Bailey Stacy Cooper, Wolf Michael S, Lopez Andrea, Russell Allison, Chen Alice Hm, Schillinger Dean, Moy Glen, Sarkar Urmimala
Division of Pharmaceutical Outcomes and Policy, UNC Eshelman School of Pharmacy, Chapel Hill, North Carolina, USA.
BMJ Open. 2014 Jan 10;4(1):e003699. doi: 10.1136/bmjopen-2013-003699.
Improved drug labelling for chronic pill-form medications has been shown to promote patient comprehension, adherence and safety. We extended health literacy principles and included patients' perspectives to improve instructions for: (1) non-pill form, (2) short term, (3) 'as needed,' (4) tapered and (5) escalating dose medications.
Participants were recruited via convenience sampling from primary care clinics in Chicago, Illinois and San Francisco, California, USA.
40 adult, English-speaking participants who reported taking at least one prescription drug in the past 12 months were enrolled in the study.
Participant opinions, preferences and comprehension of standard and improved medication instructions were assessed during four iterative waves of discussion groups. Brief interviews preceding the discussion groups measured individuals' literacy skills, sociodemographic and health characteristics.
On average, participants were 46 years old, took four medications and reported two chronic health conditions. Patients varied sociodemographically; 40% were men and 33% had limited literacy skills. Patients agreed on the need for simpler terminology and specificity in instructions. Discussions addressed optimal ways of presenting numeric information, indication and duration of use information to promote comprehension and safe medication use.

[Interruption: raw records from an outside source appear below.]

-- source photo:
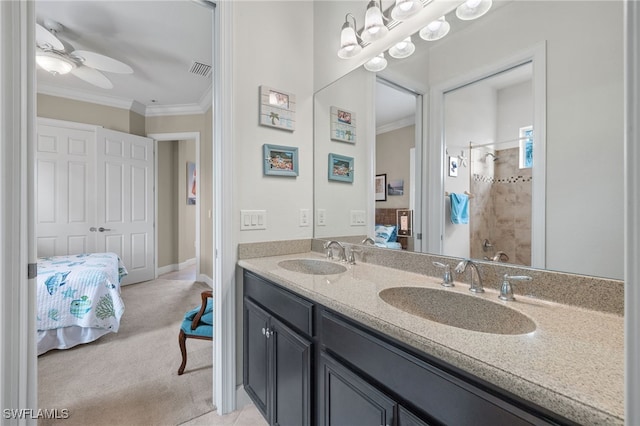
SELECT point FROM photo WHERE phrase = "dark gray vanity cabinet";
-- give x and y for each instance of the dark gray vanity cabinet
(306, 364)
(277, 353)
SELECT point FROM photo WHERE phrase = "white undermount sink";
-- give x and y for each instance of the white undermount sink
(468, 312)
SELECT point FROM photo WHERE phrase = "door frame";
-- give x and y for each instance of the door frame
(176, 137)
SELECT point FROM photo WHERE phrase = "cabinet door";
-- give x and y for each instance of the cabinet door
(256, 355)
(292, 376)
(349, 400)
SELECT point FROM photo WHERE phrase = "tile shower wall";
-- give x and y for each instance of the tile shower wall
(501, 207)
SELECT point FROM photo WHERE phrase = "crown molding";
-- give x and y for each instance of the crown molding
(129, 104)
(398, 124)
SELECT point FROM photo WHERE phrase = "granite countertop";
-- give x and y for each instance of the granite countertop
(572, 364)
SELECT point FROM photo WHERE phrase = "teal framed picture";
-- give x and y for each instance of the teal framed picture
(280, 160)
(340, 168)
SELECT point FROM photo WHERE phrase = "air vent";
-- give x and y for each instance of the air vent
(199, 68)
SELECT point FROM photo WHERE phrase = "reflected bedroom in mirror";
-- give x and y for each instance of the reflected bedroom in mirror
(518, 115)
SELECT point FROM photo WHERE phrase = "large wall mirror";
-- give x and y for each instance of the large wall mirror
(564, 213)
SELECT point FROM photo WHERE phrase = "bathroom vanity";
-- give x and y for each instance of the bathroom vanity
(326, 348)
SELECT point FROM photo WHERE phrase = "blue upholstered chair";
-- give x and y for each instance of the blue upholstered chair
(197, 324)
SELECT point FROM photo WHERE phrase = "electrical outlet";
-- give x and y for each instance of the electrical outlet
(321, 217)
(253, 219)
(304, 217)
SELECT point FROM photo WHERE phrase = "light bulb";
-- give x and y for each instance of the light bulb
(435, 30)
(377, 63)
(402, 49)
(374, 28)
(405, 9)
(473, 9)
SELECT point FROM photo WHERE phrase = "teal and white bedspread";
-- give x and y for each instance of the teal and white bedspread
(80, 295)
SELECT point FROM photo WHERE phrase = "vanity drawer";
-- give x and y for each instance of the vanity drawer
(443, 397)
(290, 308)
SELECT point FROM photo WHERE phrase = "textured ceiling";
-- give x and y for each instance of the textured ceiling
(158, 39)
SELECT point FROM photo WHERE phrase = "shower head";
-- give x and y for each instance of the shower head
(491, 154)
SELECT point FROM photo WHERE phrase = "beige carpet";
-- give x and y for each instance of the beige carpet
(130, 378)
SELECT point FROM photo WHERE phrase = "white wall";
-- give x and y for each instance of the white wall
(353, 92)
(272, 47)
(584, 209)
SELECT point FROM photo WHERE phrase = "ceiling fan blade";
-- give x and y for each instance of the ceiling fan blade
(44, 37)
(92, 76)
(101, 62)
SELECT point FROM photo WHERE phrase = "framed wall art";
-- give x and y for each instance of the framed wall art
(280, 160)
(381, 187)
(340, 168)
(277, 109)
(343, 125)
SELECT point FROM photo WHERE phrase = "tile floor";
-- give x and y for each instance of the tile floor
(247, 416)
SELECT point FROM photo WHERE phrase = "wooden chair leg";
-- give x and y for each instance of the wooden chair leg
(182, 339)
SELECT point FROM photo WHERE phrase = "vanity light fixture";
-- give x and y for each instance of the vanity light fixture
(473, 9)
(405, 9)
(435, 30)
(375, 64)
(349, 46)
(402, 49)
(374, 28)
(54, 63)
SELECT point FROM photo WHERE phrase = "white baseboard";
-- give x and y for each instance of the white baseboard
(206, 279)
(176, 267)
(242, 398)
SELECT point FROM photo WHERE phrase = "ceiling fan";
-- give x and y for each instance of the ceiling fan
(52, 56)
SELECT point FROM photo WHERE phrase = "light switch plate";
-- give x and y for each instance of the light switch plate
(321, 217)
(304, 217)
(253, 220)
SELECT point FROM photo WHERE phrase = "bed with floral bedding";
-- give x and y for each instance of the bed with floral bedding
(78, 299)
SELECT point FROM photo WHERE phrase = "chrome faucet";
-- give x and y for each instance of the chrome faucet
(329, 248)
(506, 291)
(476, 279)
(447, 280)
(368, 240)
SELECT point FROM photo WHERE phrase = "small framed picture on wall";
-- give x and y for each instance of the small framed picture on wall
(381, 187)
(343, 125)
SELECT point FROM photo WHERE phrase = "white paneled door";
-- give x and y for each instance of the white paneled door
(65, 190)
(94, 193)
(125, 201)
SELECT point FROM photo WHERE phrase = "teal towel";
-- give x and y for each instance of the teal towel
(459, 208)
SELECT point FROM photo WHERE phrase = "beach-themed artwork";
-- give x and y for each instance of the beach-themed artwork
(343, 125)
(340, 168)
(277, 109)
(191, 183)
(280, 160)
(395, 187)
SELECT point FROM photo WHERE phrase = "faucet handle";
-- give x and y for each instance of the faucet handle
(447, 280)
(506, 291)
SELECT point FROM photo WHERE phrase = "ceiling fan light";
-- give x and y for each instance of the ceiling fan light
(473, 9)
(403, 49)
(374, 28)
(53, 63)
(405, 9)
(435, 30)
(377, 63)
(349, 46)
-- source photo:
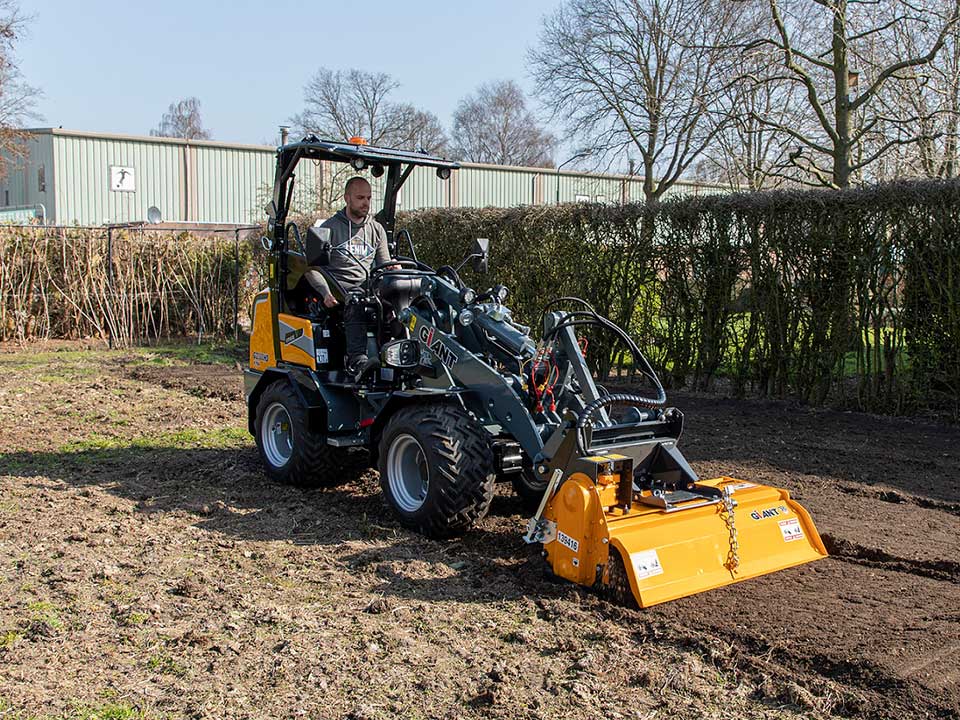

Consensus was reached on how to improve most of the instructions.
Through this patient-centred approach, we developed a set of health literacy-informed instructions for more challenging medications. Findings can inform current drug labelling initiatives and promote safe and appropriate medication use.
已证明改进慢性丸剂药物的药品标签可提高患者的理解度、依从性和安全性。我们扩展了健康素养原则,并纳入患者的观点,以改进以下几类药物的用药说明:(1)非丸剂形式,(2)短期用药,(3)“按需”用药,(4)逐渐减量用药,以及(5)递增剂量用药。
通过便利抽样从美国伊利诺伊州芝加哥市和加利福尼亚州旧金山市的初级保健诊所招募参与者。
40名成年英语使用者,他们报告在过去12个月中至少服用过一种处方药,被纳入该研究。
在四轮迭代的讨论小组中评估参与者对标准和改进后的用药说明的意见、偏好和理解。在讨论小组之前进行的简短访谈测量了个体的识字技能、社会人口统计学和健康特征。
参与者平均年龄为46岁,服用四种药物,并报告有两种慢性健康状况。患者在社会人口统计学方面存在差异;40%为男性,33%识字技能有限。患者一致认为用药说明需要更简单的术语和明确性。讨论涉及呈现数字信息、适应证和用药持续时间信息以促进理解和安全用药的最佳方式。就如何改进大多数用药说明达成了共识。
通过这种以患者为中心的方法,我们为更具挑战性的药物制定了一套基于健康素养的用药说明。研究结果可为当前的药品标签倡议提供参考,并促进安全、合理用药。